2017 ESA Annual Meeting (August 6 -- 11)

PS 51-44 - Abiotic and biotic drivers of foliar fungal communities of Populus trichocarpa

Thursday, August 10, 2017
Exhibit Hall, Oregon Convention Center
Edward G. Barge1, Shawn P. Brown1, Kabir G. Peay2, George Newcombe3 and Posy E. Busby4, (1)Department of Botany and Plant Pathology, Oregon State University, Corvallis, OR, (2)Biology, Stanford University, Stanford, CA, (3)Department of Forest, Rangeland and Fire Sciences, University of Idaho, Moscow, ID, (4)Botany and Plant Pathology, Oregon State University, Corvallis, OR
Background/Question/Methods

Plant leaves are complex and dynamic ecosystems inhabited by a vast array of pathogenic and non-pathogenic microorganisms. While pathogens are clearly the causal agents of disease, biotic interactions involving non-pathogenic microorganisms - endophytes - are increasingly recognized as influencing plant disease expression. A better understanding of the factors structuring microbial communities in the leaves of wild plants will inform testable hypotheses regarding the role of endophytes in plant disease. Here we analyze fungal ITS1 amplicons from leaves of Populus trichocarpa(black cottonwood) collected across its native range in the Pacific Northwest to elucidate how host identity, geography and climate affect fungal community structure.
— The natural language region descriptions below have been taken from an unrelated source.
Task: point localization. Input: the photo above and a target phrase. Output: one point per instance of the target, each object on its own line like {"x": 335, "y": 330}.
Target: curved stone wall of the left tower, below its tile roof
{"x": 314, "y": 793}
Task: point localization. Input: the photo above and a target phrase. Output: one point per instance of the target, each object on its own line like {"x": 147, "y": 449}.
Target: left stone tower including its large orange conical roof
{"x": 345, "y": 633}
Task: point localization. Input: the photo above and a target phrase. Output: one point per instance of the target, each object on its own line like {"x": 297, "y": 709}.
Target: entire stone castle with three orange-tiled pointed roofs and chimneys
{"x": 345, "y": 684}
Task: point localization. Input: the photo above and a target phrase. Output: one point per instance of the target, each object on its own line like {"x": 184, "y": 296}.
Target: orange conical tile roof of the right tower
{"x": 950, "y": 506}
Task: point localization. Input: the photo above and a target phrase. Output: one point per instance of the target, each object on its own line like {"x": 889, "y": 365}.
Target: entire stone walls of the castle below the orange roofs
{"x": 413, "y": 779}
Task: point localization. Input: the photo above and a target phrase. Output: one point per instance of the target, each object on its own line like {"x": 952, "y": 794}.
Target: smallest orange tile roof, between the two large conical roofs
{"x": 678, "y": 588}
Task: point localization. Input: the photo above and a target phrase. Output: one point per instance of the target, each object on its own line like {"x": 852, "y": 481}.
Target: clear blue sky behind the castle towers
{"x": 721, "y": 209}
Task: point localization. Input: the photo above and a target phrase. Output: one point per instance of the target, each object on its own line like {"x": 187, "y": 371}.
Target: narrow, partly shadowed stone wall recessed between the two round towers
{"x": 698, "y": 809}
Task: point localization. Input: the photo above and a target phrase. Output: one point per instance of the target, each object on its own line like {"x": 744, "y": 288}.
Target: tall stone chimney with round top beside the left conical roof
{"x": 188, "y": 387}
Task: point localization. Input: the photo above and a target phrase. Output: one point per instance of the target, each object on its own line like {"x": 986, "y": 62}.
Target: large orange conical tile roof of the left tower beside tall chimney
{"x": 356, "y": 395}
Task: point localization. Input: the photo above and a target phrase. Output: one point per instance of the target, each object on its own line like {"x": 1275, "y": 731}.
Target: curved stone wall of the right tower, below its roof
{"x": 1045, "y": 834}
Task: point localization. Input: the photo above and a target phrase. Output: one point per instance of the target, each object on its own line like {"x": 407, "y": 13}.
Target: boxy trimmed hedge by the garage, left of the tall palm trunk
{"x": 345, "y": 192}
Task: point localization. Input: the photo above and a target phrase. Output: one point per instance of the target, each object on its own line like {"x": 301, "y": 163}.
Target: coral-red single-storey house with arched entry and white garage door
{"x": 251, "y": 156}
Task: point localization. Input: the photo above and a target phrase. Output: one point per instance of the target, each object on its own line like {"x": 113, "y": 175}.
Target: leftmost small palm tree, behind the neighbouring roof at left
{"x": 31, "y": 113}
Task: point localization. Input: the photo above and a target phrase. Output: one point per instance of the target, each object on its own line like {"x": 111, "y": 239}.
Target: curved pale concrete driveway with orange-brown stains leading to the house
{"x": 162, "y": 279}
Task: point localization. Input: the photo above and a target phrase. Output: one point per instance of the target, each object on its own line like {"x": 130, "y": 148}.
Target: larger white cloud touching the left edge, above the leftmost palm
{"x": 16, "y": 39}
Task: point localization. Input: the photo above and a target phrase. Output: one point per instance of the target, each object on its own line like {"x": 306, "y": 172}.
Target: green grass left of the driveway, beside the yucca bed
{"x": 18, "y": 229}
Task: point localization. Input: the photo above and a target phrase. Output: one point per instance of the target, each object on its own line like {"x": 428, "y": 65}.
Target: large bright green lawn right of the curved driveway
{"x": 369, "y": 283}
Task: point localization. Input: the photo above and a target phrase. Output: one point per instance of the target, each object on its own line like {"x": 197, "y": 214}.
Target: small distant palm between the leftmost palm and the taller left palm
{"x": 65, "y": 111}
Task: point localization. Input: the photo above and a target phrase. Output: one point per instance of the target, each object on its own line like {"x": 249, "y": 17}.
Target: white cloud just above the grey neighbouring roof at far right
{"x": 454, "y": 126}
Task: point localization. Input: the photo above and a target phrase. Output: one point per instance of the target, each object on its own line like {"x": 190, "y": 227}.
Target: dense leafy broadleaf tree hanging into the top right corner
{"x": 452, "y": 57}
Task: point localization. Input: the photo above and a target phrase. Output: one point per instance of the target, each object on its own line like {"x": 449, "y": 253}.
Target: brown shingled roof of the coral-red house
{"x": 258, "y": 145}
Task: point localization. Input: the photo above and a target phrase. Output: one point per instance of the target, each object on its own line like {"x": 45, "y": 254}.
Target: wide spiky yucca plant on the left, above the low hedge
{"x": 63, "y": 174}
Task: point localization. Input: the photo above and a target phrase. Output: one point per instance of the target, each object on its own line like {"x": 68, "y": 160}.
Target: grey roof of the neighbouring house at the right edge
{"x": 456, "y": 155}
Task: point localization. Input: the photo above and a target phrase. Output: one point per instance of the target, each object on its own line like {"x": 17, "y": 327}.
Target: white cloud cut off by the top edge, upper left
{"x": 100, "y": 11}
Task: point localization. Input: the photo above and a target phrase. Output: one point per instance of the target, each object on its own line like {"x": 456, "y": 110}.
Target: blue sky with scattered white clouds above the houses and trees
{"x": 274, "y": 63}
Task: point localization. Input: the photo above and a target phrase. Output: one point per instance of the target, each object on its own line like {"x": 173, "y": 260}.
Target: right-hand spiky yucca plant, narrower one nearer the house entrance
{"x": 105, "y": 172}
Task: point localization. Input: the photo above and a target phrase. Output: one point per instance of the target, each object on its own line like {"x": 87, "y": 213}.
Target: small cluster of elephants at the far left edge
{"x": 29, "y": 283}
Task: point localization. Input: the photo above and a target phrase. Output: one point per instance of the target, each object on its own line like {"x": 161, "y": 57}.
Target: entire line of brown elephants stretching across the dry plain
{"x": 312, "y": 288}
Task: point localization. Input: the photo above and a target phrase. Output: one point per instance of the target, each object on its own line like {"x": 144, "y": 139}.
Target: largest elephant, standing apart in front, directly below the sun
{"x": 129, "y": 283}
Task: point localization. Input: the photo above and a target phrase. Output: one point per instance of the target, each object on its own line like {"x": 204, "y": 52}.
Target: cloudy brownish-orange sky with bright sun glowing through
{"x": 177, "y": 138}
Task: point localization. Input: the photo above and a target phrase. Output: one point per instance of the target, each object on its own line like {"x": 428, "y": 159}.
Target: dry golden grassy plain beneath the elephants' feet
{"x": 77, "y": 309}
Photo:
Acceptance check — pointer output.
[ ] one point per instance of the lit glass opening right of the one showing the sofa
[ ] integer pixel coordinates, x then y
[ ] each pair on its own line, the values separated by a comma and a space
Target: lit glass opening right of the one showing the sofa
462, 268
In particular, we examine the interplay between pathogenic and nonpathogenic fungi and explore their relationship with the environment and disease outcomes.

Results/Conclusions

We found that Populus trichocarpa hosts a multitude of foliar fungi (1400 OTUs), yet its leaves are highly uneven and dominated by few species (~15 OTUs). Individual host tree, geography, and precipitation significantly influenced the structure of fungal communities (PERMANOVA). In particular, communities varied most strongly east versus west of the Cascade Mountains, and fungal OTU richness was positively correlated with long-term regional precipitation (i.e. wetter areas host more OTUs than more arid sites). We also found that leaves with more similar endophyte communities hosted more similar pathogen communities (Mantel test), and that the relative abundances of several endophytes were either positively or negatively correlated with the severity of disease caused by several different fungal pathogens (e.g., Melampsora leaf rust, Sphaerulina leaf spot). Our results suggest that endophytes are acting as pathogen facilitators or pathogen antagonists within leaves, and reinforce the hypothesis that endophytic communities (not just pathogens) are important for modulating disease severity. Our ongoing research seeks to validate putative disease modifying endophytes using controlled inoculation experiments.